Convenience Library for CV grid-search optimization of scikit classifiers.
This is a convenience library for use with scikit supervised learning algorithms (knn,Logistic Regression, etc). It provides methods to automatically conduct a cross-validated grid-search for hyperparameter tuning - so you don't need to code loops every time.
It also includes a ModelSelector which will run comparisons of all models - returning runtimes and accuracy scores for different models.
Assume the user will split their dataset into training and test sets - X_tr/Y_tr and X_te/Y_te, respectively.
logreg = LogRegress()
Y_te_pred = logreg.fit(X_tr, Y_tr).predict(X_tr, Y_tr, X_te)
We could then compare the accuracy of Y_te_pred to the known Y_te. Alternatively, we cando it automatically
logreg = LogRegress()
accu = logreg.score(X_tr, Y_tr, X_te, Y_te) # compares Y_te (pedicted) to Y_te (actual) automatically
Using the full known dataset X/Y and unknown dataset X_un, just call
logreg = LogRegress()
Y_un_pred = logreg.fit(X, Y).predict(X, Y, X_un)

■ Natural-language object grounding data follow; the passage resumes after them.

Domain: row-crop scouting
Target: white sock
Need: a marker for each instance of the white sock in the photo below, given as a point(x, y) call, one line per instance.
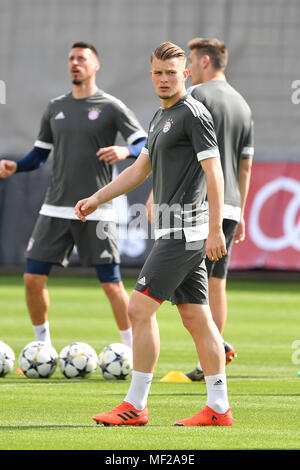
point(42, 332)
point(217, 397)
point(139, 389)
point(126, 337)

The ModelSelector provides an easy way to compare preliminary (though optimized) results on different models.
Calling
model_sel = ModelSelector()
model_sel.fit(X_tr, Y_tr, X_te, Y_te)
will return the several important elements:
(ranked) accuracy scores of the different models and the computation times required. Can be accessed via the pandas dataframe
model_sel.summary_df
The best model (instance) is also returned, with the best parameters it found in training.

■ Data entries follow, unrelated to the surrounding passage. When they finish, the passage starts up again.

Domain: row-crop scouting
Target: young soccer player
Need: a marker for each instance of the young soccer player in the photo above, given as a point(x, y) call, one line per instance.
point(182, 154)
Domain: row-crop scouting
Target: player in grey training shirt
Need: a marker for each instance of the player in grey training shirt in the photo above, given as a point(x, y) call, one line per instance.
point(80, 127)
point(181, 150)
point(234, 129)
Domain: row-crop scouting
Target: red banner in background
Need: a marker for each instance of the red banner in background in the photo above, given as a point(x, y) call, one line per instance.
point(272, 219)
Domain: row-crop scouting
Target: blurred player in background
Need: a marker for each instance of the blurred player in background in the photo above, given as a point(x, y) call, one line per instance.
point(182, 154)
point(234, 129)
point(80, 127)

best_mod = model_sel.models[model_sel.best_model]
Note that running
Y_un_pred = best_mod.fit(X,Y).predict(X,Y,X_un)
or
best_mod.best_params = None # this line would reset the params, and fit() would re-optimize for the full set.
Y_un_pred = best_mod.fit(X,Y).predict(X,Y,X_un)
will yield different results. In the latter case, the prediction will be done with parameters optimized over all of X,Y. In the former case, we would use parameters optimized over X_tr,Y_tr. The latter requires recomputation but uses more of the data for tuning.
By default ModelSelector will check every model. We can pass a list of model names (strings) to either check or ignore.
To only run and compare kNN and LogRegress models:
model_sel = ModelSelector(check=['kNN','LogRegress'])
To check every model except kNN and LogRegress:
model_sel = ModelSelector(ignore=['kNN','LogRegress'])
For now, we support the following model names. Equivalent scikit models can be found in the import section of the source code.
['GMM', 'LogRegress', 'DecTree', 'RandForest', 'SupportVC', 'kNN', 'BGMM', 'GaussNB', 'MultiNB']
Note that GMM and BGMM are kernel density estimation classifier that are not in scikit. They fit a GaussianMixture or BayesianGaussianMixture to each label, and use the probability of an unknown point being sampled from either distribution to classify it.